L'offre de Lufthansa devrait à l'origine automatiquement expirer le 31 juillet, si elle n'obtenait pas l'aval de la Commission européenne.
Une commission autrichienne doit à présent se prononcer sur la prolongation du délai au 31 août. Elle a trois jours pour s'y opposer. Une fois ce délai passé, la validation est acquise.
La Commission européenne avait ouvert début juillet une enquête approfondie sur le projet de rachat, disant craindre « des hausses de tarifs pour les passagers ou une réduction des prestations sur certaines routes ».

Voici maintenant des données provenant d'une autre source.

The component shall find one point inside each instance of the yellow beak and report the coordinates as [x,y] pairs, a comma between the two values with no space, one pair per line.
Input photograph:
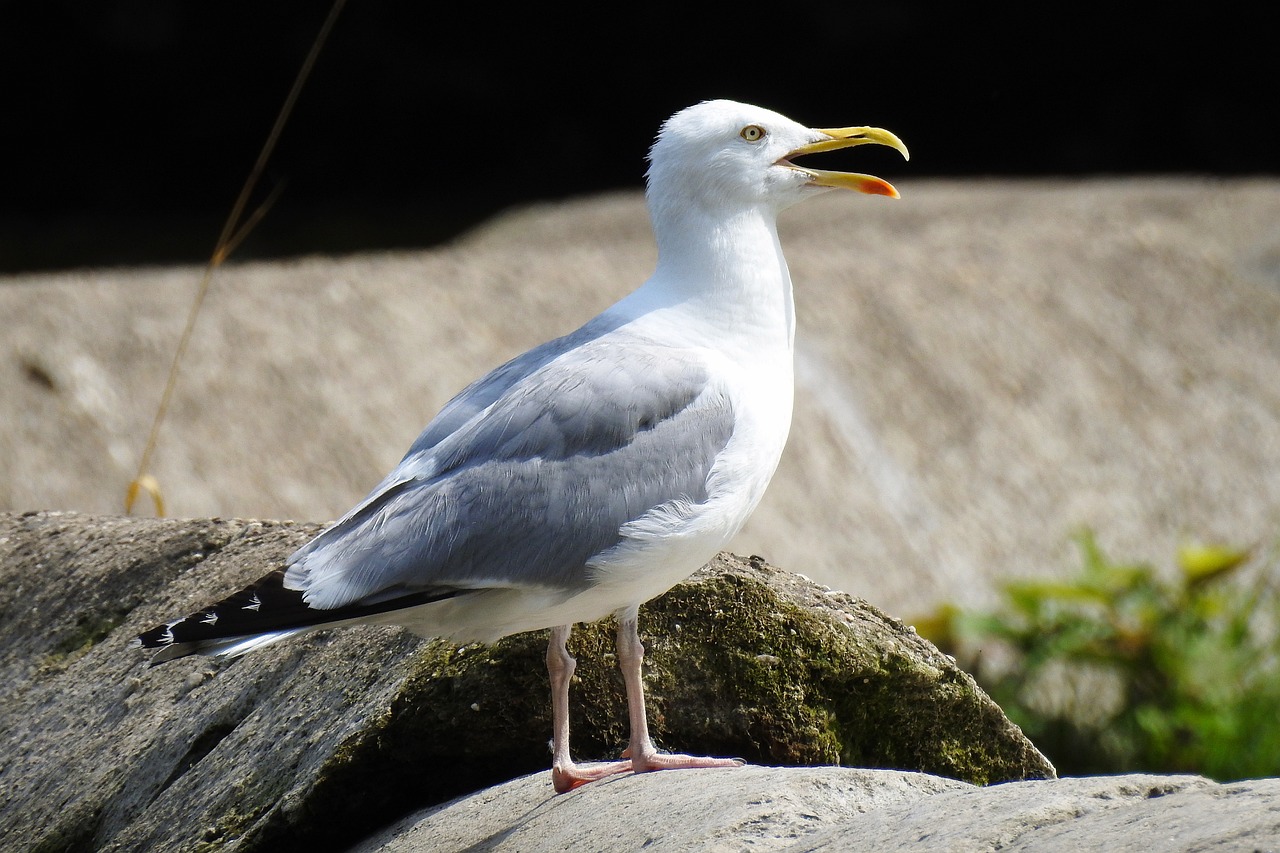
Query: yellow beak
[845,137]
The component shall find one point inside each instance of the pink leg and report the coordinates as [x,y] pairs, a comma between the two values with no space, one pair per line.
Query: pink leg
[644,756]
[565,774]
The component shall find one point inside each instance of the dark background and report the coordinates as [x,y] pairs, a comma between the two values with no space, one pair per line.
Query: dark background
[131,124]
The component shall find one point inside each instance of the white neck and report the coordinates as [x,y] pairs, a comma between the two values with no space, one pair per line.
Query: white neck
[728,272]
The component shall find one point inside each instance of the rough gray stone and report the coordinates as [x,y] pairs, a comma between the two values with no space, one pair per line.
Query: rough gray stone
[320,740]
[839,810]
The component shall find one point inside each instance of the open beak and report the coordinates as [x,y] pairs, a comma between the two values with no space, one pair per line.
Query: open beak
[845,137]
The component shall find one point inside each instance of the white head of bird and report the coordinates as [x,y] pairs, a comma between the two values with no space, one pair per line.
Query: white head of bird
[723,155]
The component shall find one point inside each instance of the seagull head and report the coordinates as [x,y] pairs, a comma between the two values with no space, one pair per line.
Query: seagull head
[728,155]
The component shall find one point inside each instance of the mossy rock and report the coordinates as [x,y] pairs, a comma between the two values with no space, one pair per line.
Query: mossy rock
[318,742]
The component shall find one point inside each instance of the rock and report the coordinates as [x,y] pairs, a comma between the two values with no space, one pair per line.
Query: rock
[319,742]
[841,808]
[983,368]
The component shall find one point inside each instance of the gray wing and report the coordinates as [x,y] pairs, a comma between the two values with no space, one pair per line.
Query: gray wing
[534,483]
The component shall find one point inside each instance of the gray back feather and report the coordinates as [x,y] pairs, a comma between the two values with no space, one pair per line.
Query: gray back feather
[528,474]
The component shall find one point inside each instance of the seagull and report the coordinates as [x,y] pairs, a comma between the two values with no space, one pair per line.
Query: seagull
[599,469]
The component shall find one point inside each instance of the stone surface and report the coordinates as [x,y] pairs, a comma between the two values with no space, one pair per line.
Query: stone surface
[321,740]
[983,368]
[839,810]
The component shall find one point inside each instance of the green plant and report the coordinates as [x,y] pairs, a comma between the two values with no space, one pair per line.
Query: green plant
[1125,669]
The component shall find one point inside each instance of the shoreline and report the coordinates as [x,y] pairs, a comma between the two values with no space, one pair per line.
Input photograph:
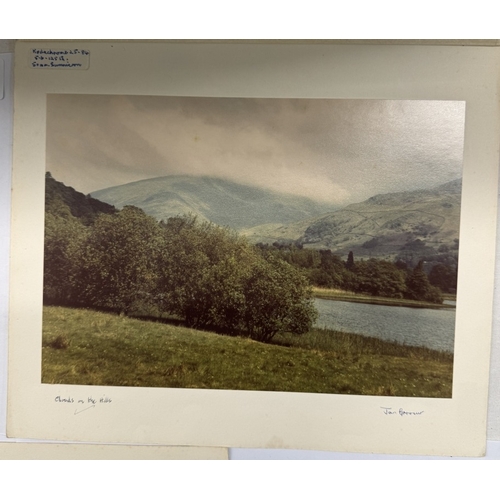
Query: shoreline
[328,294]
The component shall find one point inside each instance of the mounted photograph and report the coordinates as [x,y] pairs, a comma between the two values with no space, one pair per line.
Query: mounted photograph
[253,244]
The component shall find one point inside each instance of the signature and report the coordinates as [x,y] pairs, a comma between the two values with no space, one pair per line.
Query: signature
[401,412]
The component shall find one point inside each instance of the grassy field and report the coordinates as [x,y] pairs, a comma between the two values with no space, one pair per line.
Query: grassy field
[337,294]
[93,348]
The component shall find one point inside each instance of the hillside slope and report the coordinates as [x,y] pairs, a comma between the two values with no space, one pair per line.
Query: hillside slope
[220,201]
[382,226]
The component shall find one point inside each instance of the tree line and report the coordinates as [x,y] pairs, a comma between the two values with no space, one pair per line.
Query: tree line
[373,276]
[202,273]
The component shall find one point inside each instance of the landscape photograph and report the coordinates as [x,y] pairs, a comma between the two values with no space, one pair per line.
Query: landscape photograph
[256,244]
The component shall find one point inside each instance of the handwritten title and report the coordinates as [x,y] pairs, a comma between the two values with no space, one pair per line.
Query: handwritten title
[83,404]
[65,58]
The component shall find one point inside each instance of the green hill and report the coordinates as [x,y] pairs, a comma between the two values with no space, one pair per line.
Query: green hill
[61,200]
[384,226]
[223,202]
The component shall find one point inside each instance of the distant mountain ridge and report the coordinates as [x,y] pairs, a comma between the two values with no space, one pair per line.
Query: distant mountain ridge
[221,201]
[385,225]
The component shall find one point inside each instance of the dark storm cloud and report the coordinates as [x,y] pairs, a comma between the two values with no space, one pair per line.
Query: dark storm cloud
[336,150]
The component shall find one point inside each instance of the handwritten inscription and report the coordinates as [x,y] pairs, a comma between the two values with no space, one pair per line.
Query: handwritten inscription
[401,412]
[84,404]
[62,59]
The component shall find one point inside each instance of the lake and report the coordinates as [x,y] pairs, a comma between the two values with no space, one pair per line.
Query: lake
[433,328]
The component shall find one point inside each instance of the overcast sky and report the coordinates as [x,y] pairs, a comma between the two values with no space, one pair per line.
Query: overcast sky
[340,151]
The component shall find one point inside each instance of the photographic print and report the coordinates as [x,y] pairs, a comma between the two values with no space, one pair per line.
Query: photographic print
[254,245]
[272,244]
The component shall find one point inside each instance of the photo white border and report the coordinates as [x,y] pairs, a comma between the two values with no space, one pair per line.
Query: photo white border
[455,426]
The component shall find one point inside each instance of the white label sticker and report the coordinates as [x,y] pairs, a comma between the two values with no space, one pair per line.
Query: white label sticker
[59,58]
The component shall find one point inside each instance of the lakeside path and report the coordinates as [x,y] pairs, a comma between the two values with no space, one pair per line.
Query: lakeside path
[333,294]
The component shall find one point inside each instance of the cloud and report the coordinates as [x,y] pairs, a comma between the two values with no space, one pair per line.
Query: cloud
[334,150]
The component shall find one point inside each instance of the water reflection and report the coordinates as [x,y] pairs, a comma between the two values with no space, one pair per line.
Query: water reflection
[433,328]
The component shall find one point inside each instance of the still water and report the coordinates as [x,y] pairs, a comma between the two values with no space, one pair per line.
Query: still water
[433,328]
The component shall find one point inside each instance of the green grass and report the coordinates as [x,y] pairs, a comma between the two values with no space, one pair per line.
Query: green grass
[337,294]
[93,348]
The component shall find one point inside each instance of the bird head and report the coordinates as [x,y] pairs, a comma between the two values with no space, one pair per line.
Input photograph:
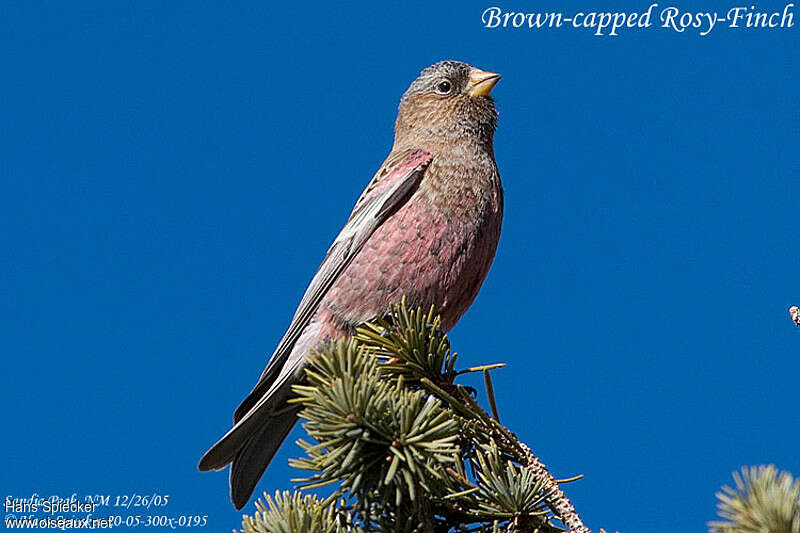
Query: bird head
[448,100]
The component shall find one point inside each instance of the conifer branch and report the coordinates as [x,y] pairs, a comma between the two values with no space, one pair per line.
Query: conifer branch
[406,448]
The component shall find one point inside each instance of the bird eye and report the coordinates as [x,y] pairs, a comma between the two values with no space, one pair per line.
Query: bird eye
[444,87]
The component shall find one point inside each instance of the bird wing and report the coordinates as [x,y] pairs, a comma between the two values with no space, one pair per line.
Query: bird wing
[390,188]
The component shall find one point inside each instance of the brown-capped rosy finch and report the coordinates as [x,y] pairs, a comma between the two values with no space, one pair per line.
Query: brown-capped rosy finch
[426,227]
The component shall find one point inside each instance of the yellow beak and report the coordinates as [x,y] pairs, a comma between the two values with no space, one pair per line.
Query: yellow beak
[481,83]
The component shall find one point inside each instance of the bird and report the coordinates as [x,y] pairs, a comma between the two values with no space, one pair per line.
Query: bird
[425,228]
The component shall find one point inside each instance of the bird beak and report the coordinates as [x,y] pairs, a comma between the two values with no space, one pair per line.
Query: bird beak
[481,83]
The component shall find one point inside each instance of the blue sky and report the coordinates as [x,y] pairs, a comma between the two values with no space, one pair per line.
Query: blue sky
[173,173]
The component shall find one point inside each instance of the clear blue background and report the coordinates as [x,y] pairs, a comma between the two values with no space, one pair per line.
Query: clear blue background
[172,174]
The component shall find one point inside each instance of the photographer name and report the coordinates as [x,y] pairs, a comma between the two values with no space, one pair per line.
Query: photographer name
[49,506]
[671,18]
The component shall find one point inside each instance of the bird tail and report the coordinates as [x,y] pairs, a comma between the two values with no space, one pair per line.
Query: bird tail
[256,454]
[262,423]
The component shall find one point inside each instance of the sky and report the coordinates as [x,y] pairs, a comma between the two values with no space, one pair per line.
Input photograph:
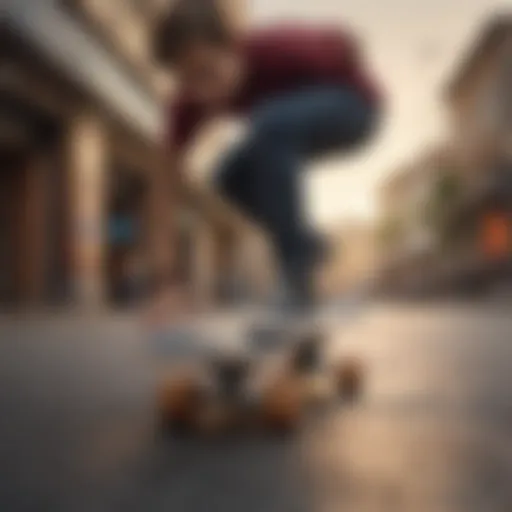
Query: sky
[414,47]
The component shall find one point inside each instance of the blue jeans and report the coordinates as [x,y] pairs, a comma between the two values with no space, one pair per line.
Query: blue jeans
[262,175]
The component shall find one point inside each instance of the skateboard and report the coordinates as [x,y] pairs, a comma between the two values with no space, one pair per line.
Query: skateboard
[266,382]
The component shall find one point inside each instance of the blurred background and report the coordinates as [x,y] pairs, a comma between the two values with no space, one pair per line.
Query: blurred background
[90,227]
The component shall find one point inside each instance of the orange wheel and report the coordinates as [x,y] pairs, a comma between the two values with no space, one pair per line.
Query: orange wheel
[178,404]
[349,376]
[282,406]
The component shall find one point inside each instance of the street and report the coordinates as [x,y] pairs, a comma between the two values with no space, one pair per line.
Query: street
[433,432]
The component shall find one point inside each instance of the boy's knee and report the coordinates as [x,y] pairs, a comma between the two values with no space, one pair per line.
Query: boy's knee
[271,128]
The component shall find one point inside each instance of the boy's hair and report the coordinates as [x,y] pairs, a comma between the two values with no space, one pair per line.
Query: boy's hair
[186,22]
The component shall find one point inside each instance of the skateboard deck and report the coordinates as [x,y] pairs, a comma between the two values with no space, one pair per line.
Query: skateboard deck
[263,378]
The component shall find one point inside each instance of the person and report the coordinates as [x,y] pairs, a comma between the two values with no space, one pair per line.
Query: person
[305,92]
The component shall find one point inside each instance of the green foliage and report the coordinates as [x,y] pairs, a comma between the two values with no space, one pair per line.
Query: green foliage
[444,196]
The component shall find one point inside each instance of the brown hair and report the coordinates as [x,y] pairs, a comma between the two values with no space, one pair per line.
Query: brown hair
[186,22]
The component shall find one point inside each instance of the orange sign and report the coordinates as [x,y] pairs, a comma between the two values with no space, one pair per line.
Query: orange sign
[496,235]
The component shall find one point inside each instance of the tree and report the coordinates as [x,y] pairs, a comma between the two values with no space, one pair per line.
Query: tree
[444,196]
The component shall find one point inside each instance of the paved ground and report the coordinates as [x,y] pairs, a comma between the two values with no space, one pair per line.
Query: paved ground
[433,434]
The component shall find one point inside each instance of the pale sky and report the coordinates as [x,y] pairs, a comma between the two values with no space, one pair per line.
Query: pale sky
[413,46]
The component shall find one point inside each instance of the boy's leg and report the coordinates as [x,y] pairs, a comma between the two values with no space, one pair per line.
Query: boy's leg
[262,175]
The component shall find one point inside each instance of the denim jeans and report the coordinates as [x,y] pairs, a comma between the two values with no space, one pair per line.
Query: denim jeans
[261,176]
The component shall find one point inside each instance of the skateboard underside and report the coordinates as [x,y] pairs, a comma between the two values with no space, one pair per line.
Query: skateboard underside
[269,390]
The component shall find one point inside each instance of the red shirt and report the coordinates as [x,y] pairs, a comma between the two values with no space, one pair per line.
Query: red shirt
[279,60]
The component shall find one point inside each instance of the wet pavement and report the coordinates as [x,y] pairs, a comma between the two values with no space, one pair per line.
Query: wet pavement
[433,432]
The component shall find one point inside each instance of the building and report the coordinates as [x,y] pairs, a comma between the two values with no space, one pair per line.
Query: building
[479,99]
[408,241]
[86,197]
[83,182]
[352,264]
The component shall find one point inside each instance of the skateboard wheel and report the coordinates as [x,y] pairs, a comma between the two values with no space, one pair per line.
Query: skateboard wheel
[178,404]
[349,377]
[282,406]
[308,353]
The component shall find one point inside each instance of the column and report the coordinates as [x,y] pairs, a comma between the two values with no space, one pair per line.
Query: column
[87,163]
[160,214]
[32,229]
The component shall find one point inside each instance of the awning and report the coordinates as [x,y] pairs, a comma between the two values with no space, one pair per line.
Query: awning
[81,57]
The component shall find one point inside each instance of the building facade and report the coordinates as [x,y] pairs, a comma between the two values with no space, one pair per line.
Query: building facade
[88,210]
[479,99]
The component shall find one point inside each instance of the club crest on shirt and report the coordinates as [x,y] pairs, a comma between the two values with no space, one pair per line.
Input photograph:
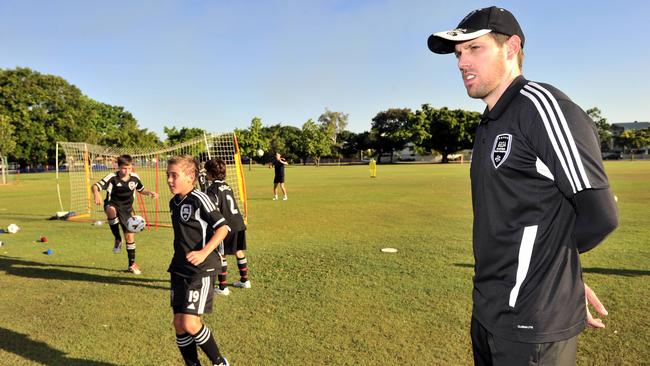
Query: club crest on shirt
[186,212]
[501,149]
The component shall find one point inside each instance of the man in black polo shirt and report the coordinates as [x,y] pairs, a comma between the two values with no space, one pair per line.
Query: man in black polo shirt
[540,197]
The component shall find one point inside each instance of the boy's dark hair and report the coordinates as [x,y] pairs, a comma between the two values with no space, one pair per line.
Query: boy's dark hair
[124,160]
[188,163]
[216,168]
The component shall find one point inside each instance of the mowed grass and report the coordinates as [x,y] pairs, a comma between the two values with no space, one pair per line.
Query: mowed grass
[323,293]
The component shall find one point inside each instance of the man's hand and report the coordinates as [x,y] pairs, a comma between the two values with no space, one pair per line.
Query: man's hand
[196,257]
[591,298]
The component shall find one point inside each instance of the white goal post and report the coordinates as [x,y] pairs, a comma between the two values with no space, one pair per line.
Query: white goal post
[84,164]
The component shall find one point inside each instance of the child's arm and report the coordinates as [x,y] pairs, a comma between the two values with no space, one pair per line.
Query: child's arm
[198,256]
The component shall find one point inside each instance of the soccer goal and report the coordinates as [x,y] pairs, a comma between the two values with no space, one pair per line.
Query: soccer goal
[84,164]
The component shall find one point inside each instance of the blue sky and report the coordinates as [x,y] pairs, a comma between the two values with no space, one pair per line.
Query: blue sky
[217,64]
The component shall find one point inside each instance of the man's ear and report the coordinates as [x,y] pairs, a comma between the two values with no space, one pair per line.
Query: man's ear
[514,45]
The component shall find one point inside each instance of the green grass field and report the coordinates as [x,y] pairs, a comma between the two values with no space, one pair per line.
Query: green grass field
[323,293]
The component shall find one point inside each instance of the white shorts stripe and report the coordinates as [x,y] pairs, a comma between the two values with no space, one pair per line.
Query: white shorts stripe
[549,131]
[525,254]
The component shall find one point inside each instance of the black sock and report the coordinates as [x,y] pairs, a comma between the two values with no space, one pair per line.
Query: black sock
[223,274]
[187,346]
[130,252]
[242,264]
[205,340]
[114,224]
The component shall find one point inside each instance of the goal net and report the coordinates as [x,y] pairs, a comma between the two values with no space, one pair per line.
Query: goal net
[85,164]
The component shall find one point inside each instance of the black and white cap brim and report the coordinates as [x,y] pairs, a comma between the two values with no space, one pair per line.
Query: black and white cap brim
[443,42]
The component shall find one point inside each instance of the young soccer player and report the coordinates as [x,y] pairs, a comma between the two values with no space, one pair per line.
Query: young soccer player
[120,189]
[199,229]
[235,243]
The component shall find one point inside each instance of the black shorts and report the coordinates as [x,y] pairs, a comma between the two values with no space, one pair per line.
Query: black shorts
[192,295]
[489,349]
[123,213]
[234,241]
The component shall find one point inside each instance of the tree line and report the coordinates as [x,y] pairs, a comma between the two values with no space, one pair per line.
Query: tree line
[37,110]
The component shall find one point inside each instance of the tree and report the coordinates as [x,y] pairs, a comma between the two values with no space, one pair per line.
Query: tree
[332,123]
[634,139]
[175,137]
[315,142]
[447,131]
[602,127]
[252,140]
[391,130]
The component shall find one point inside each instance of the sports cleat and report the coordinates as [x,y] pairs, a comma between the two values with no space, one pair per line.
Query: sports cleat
[134,268]
[220,292]
[239,284]
[223,363]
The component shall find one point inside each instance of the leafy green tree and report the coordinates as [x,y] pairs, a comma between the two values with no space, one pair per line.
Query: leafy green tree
[603,128]
[447,131]
[175,136]
[634,139]
[391,130]
[315,142]
[332,123]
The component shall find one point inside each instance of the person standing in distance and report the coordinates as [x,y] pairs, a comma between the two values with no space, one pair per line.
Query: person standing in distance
[120,189]
[235,242]
[199,230]
[540,197]
[278,164]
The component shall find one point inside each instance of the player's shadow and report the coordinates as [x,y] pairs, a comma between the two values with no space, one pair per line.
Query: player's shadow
[597,270]
[20,344]
[49,271]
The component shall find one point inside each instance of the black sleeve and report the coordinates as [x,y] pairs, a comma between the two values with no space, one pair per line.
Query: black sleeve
[596,217]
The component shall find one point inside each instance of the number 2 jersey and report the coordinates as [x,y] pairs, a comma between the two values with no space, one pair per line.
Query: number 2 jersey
[222,195]
[195,219]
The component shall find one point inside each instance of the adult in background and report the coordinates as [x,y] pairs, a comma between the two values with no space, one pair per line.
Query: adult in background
[278,164]
[540,197]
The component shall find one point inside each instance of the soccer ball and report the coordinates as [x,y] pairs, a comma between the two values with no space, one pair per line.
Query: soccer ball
[135,224]
[13,228]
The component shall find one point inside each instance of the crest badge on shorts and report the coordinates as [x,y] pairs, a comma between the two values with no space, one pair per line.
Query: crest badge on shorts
[501,149]
[186,212]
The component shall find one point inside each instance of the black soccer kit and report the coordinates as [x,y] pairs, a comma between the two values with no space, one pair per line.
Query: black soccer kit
[120,194]
[279,171]
[195,219]
[533,152]
[222,195]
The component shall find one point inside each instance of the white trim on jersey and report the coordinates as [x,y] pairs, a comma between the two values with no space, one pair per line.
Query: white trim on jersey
[218,222]
[205,288]
[525,254]
[550,136]
[205,200]
[567,131]
[543,169]
[569,153]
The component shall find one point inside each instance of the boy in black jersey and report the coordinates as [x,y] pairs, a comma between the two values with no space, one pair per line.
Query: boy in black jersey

Elle avait notamment demandé au groupe allemand la cession de créneaux de décollage et d'atterrissage sur des liaisons entre Vienne et Francfort, Munich, Stuttgart, Cologne, Zurich, Genève et Bruxelles.
La Commission doit également se prononcer sur l'octroi par l'État autrichien d'une subvention de 500 millions d'euros couvrant environ le tiers de la dette de la compagnie nationale autrichienne. Il s'agit d'une condition posée par Lufthansa pour la reprise d'Austrian Airlines.
Le commissaire européen aux Transports Antonio Tajani a déclaré hier travailler sur cette subvention.
« Je suis en train de travailler. J'attends de bonnes réponses d'Austrian Airlines pour pouvoir donner une bonne réponse », a-t-il déclaré.
« Il faut voir les réductions de capacité » que la compagnie autrichienne va accepter, ont souligné ses collaborateurs.
Selon le quotidien autrichien Standard, la Commission conditionne son accord à cette aide d'État au retrait, partiel ou complet, d'AUA du capital de sociétés ne concernant pas son activité principale. Par exemple, elle devra céder une partie de ses parts dans la société gérant les créneaux de décollage et d'atterrissage en Autriche au concurrent Niki, indique le quotidien.